Skip to content

chuajiesheng/twitter-sentiment-analysis

Repository files navigation

Twitter Sentiment Analysis

Analysis

Step 0

  1. link the GNIP json file to step_0/input
  2. run step_0/scripts/concat.py

This will produce three (3) files

  1. tweets_0.json
  2. tweets_1.json
  3. tweets_2.json

These file have been uploaded to S3, under the following folders

  1. s3://chipotle-crisis (located in US)
  2. s3://chipotle-crisis-sg (located in Singapore)

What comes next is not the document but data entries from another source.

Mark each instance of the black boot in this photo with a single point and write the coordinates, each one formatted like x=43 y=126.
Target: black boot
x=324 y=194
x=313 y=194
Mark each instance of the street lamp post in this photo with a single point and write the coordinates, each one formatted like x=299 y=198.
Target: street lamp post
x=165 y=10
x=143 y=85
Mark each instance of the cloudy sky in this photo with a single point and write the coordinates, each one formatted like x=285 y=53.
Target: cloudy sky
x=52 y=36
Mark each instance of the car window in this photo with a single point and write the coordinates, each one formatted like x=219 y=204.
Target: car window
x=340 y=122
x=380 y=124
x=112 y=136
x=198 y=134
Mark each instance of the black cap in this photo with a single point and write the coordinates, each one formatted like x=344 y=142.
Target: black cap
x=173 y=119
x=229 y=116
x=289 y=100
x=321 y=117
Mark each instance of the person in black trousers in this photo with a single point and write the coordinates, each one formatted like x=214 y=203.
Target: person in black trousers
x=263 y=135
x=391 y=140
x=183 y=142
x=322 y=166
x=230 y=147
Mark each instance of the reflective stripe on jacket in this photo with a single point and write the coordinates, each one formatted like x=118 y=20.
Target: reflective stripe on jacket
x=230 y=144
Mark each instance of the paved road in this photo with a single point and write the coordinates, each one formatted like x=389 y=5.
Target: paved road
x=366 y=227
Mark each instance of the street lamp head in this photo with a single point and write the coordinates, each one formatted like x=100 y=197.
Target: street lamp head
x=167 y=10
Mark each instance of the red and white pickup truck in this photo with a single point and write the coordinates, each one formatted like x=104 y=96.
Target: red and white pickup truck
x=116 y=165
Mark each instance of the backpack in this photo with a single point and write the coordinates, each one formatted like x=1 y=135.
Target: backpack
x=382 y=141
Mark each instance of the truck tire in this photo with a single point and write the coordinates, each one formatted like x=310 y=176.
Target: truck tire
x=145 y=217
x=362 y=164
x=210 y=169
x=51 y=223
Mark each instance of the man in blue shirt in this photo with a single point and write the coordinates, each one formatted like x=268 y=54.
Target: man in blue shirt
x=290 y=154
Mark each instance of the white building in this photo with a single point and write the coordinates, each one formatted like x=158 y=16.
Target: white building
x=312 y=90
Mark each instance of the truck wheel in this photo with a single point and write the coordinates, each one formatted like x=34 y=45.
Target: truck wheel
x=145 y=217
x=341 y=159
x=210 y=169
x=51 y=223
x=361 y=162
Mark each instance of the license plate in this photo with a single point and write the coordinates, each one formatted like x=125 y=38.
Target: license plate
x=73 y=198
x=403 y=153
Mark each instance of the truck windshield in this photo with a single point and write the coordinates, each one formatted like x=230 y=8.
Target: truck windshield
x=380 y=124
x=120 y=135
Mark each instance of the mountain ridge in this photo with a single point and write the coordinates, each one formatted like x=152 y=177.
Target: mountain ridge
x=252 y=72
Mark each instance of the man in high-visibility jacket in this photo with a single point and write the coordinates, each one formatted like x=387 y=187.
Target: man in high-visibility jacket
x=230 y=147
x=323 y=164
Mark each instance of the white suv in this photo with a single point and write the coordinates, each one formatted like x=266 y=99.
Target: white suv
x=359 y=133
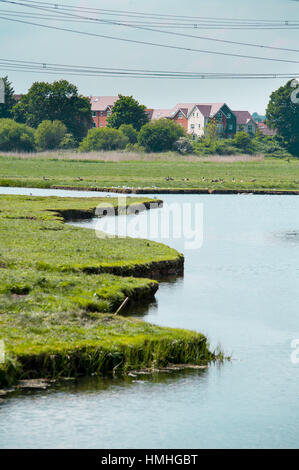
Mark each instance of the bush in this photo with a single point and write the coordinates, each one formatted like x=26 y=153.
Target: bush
x=135 y=148
x=129 y=131
x=243 y=142
x=160 y=135
x=16 y=137
x=105 y=138
x=49 y=135
x=68 y=142
x=183 y=146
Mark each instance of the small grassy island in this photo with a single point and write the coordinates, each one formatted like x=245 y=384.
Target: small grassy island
x=60 y=286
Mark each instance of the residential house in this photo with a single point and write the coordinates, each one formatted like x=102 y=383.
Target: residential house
x=265 y=130
x=195 y=117
x=245 y=122
x=101 y=107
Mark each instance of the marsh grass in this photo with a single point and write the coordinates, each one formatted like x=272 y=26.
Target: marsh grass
x=100 y=171
x=57 y=294
x=118 y=156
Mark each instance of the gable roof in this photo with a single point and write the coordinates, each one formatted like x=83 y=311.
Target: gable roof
x=101 y=103
x=265 y=129
x=161 y=113
x=243 y=117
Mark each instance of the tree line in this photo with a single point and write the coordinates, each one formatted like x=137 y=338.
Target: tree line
x=55 y=116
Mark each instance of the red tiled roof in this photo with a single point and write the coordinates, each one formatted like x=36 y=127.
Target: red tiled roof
x=101 y=103
x=161 y=113
x=265 y=129
x=243 y=117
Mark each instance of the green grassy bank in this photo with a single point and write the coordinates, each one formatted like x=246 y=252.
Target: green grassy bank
x=58 y=291
x=185 y=173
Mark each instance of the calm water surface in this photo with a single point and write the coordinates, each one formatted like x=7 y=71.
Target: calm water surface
x=240 y=289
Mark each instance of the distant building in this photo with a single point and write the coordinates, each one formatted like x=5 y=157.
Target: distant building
x=245 y=122
x=265 y=130
x=195 y=117
x=101 y=108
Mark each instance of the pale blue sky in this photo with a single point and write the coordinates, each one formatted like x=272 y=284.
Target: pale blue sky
x=25 y=42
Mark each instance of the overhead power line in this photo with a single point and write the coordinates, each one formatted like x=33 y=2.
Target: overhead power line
x=155 y=15
x=81 y=70
x=155 y=44
x=73 y=17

Currently, all the three files (frozen version) are also loaded to S3 in s3://chipotle-crisis-final/step_0_results

Step 1

Initialise a Spark cluster in Amazon with the following configuration

  1. emr-4.7.1
  2. Spark 1.6.1
  3. Hive 1.0.0
  4. Hadoop 2.7.2
  5. Hue 3.7.1
  6. Zeppelin-Sandbox 0.5.6
  7. Pig 0.14.0

The hardware configuration is as follows:

  1. Master - m4.xlarge instance
  2. Core - 4x m4.xlarge instance

After the cluster have started up, we need to copy the JSONs file to HDFS for Spark to consume. Do the following (US version):

# Remember to use screen
hadoop fs -mkdir tweets
hdfs dfs -cp s3://chipotle-crisis/tweets_0.json tweets/tweet_0.json
hdfs dfs -cp s3://chipotle-crisis/tweets_1.json tweets/tweet_1.json
hdfs dfs -cp s3://chipotle-crisis/tweets_2.json tweets/tweet_2.json
hadoop fs -ls tweets

For Spark cluster based in Singapore, use the following:

# Remember to use screen
hadoop fs -mkdir tweets
hdfs dfs -cp s3://chipotle-crisis-sg/tweets_0.json tweets/tweet_0.json
hdfs dfs -cp s3://chipotle-crisis-sg/tweets_1.json tweets/tweet_1.json
hdfs dfs -cp s3://chipotle-crisis-sg/tweets_2.json tweets/tweet_2.json
hadoop fs -ls tweets

Download the Python code from GitHub:

wget https://github.com/chuajiesheng/twitter-sentiment-analysis/archive/4483cecf8d9663a21bf3a1db7f2bb9f019ad4c4e.zip
unzip 4483cecf8d9663a21bf3a1db7f2bb9f019ad4c4e.zip

Then start up Spark and run the sampling script. Note: I have realize that the rdd.takeSample return different sample on different machine.

# Note the hash
cd twitter-sentiment-analysis-4483cecf8d9663a21bf3a1db7f2bb9f019ad4c4e


# run Spark
pyspark 
execfile('step_1/scripts/instructional_sampling.py')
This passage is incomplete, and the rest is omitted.